Longitude: -4.5729 / 4°34'22"W

OS Eastings: 218659.585317

OS Northings: 99506.451835

OS Grid: SX186995

Mapcode National: GBR N9.116P

Mapcode Global: FRA 1792.48V

Entry Name: Round 310m south of Mill Farm

Scheduled Date: 30 March 1977

Source: Historic England

Source ID: 1005446

English Heritage Legacy ID: CO 959

County: Cornwall

Civil Parish: Poundstock

Traditional County: Cornwall

Lieutenancy Area (Ceremonial County): Cornwall

Church of England Parish: Poundstock

Church of England Diocese: Truro


The monument includes a round, situated close to the end of a steep-sided spur, overlooking the valley of the Millook Water. The round survives as a roughly circular platform of approximately 46m in diameter. It is defined differentially by a scarp of up to 0.6m high to the south and up to 1.9m high to the north. The outer ditch is preserved as a buried feature, and there are traces of a counterscarp bank to the north. The interior contains a series of surface undulations which may show the position of internal features.

Sources: HER:-
PastScape Monument No:-434632

Source: Historic England

Reasons for Scheduling

Rounds are small embanked enclosures, one of a range of settlement types dating to between the later Iron Age and the early post-Roman period. Usually circular or oval, they have a single earth and rubble bank and an outer ditch, with one entrance breaking the circuit. Excavations have produced drystone supporting walls within the bank, paved or cobbled entrance ways, post built gate structures, and remains of timber, turf or stone built houses of oval or rectangular plan, often set around the inner edge of the enclosing bank.
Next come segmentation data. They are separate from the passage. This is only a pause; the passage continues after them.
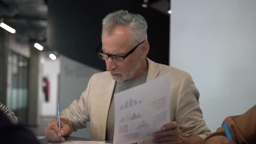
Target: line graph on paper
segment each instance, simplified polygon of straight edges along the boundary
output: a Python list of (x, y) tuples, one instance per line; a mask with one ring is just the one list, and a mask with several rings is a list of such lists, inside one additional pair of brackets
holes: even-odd
[(166, 106), (166, 97), (163, 96), (152, 102), (148, 103), (147, 106), (154, 110), (161, 109)]
[(153, 117), (153, 124), (156, 124), (161, 122), (166, 121), (167, 119), (167, 111), (165, 110)]

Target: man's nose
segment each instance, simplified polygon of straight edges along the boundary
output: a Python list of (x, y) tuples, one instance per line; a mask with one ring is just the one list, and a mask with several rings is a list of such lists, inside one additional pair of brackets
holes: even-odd
[(106, 62), (106, 69), (108, 71), (111, 71), (116, 68), (115, 63), (111, 57), (108, 57), (108, 59), (105, 60), (105, 61)]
Other evidence includes hearths, drains, gullies, pits and rubbish middens. Evidence for industrial activities has been recovered from some sites, including small scale metal working and, among the domestic debris, items traded from distant sources. Some rounds are associated with secondary enclosures, either abutting the round as an annexe or forming an additional enclosure. Rounds are viewed primarily as agricultural settlements, the equivalents of farming hamlets. They were replaced by unenclosed settlement types by the 7th century AD. Over 750 rounds are recorded in the British Isles, occurring in areas bordering the Irish Seas, but confined in England to south west Devon and especially Cornwall. Most recorded examples are sited on hillslopes and spurs. Rounds are important as one of the major sources of information on settlement and social organisation of the Iron Age and Roman periods in south west England. Despite reduction in the height of the rampart through cultivation, the round 310m south of Mill Farm survives comparatively well and will contain archaeological and environmental evidence relating to its construction, longevity, trade, agricultural practices, social organisation, territorial significance, domestic arrangements and overall landscape context.